When the (August 2014) Sadc Summit concluded under his leadership, President Mugabe directed that we prepare an Industrialisation Strategy.

He said, “I am giving you eight months for that strategy to be ready.”

I then had mixed feelings.

I was very happy because I was seeing my dream come true. I wanted regional economic integration to be accelerated since that is my duty.

On the other hand, I said to myself, “Oh my God, how am I going to do that. How can you prepare an Industrialisation Strategy in eight months?”

You have to mobilise the resources. You must have the resources. You must put together the terms of reference for them to be able to work. You must arrange the logistics and what have you.

That will take about two months.

You have to make sure you bring on board all stakeholders and that, in itself, is another big assignment.

But I was very, very happy when the strategy was approved and all the Heads of State commended us for the good job.

That was very touching.

On another occasion, President Mugabe spoke about (Tanzania’s Brigadier-General) Hashim Mbita.

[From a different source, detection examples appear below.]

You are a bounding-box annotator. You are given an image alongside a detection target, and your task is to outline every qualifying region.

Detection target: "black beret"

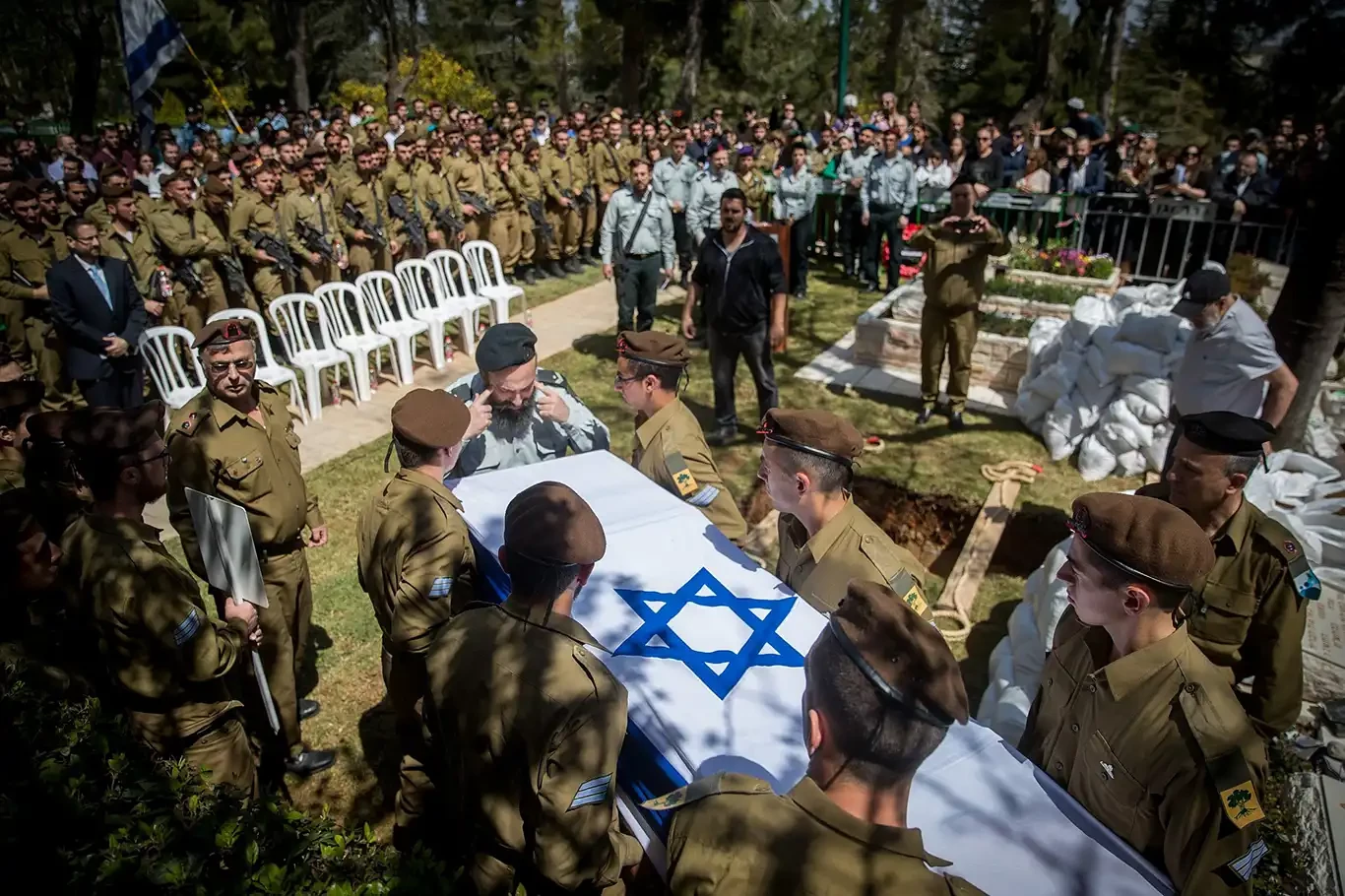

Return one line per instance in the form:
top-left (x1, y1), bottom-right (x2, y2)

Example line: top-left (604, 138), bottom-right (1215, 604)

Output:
top-left (477, 323), bottom-right (537, 372)
top-left (1181, 411), bottom-right (1275, 458)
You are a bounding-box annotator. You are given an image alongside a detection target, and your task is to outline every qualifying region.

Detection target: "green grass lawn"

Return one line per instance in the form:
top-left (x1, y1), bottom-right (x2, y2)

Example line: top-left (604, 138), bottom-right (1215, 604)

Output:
top-left (262, 258), bottom-right (1138, 834)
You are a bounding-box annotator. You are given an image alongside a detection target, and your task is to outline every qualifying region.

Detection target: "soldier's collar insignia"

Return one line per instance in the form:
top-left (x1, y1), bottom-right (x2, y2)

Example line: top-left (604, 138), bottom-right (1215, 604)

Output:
top-left (1219, 779), bottom-right (1265, 830)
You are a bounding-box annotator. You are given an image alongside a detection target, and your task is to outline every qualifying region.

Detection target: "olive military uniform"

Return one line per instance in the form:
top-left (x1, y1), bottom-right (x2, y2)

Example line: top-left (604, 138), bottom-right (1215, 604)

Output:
top-left (657, 772), bottom-right (981, 896)
top-left (356, 390), bottom-right (477, 838)
top-left (631, 398), bottom-right (747, 544)
top-left (426, 483), bottom-right (640, 896)
top-left (909, 224), bottom-right (1009, 413)
top-left (0, 226), bottom-right (78, 411)
top-left (168, 373), bottom-right (323, 753)
top-left (1136, 484), bottom-right (1308, 737)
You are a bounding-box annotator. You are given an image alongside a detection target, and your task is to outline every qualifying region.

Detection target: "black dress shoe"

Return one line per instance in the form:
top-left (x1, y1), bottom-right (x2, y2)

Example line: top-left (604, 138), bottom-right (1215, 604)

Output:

He said make sure the project on the liberation of southern Africa as led by Mbita is finalised and launched.

We did that and that is another milestone reached during the President’s tenure as Sadc Chair. We managed to launch the Hashim Mbita Project.

As the Sadc region, we are very proud of the Industrialisation Strategy because it is a strategy of its own kind, not only in this region, but even on the continent as a whole. It is historic because it is a strategy, which comprises all aspects and enable the region to transform economically and technologically.

As we speak, all the other regions are now trying to emulate what we have done. We believe we are taking the region in that aspect, in a manner which even the African Union are trying to understand and learn from.

The other regions are also trying to learn from our strategy and we will be in a position to inform Agenda 2063.

Obviously, obviously, President Mugabe and his Government need to do bask in the glory of this achievement.

Yes, member states contributed, but a leader is a leader.

If a leader is not committed and does not lead his people, you won’t succeed.

Not only that, there are a number of meetings, which Zimbabwe hosted. There are a number of meetings that require resources and time.

For the Government of Zimbabwe to commit the enormous resources, to commit the enormous time they committed and to ensure it happened, really President Mugabe and his Government deserve to be commended.

We call upon the citizens of the region to understand the direction, which is being forged.

They should be part of that process and utilise the opportunities; be part of poverty-eradication in the region.

Leaders set the way, but it is for each and every one to be part of that process so as to benefit.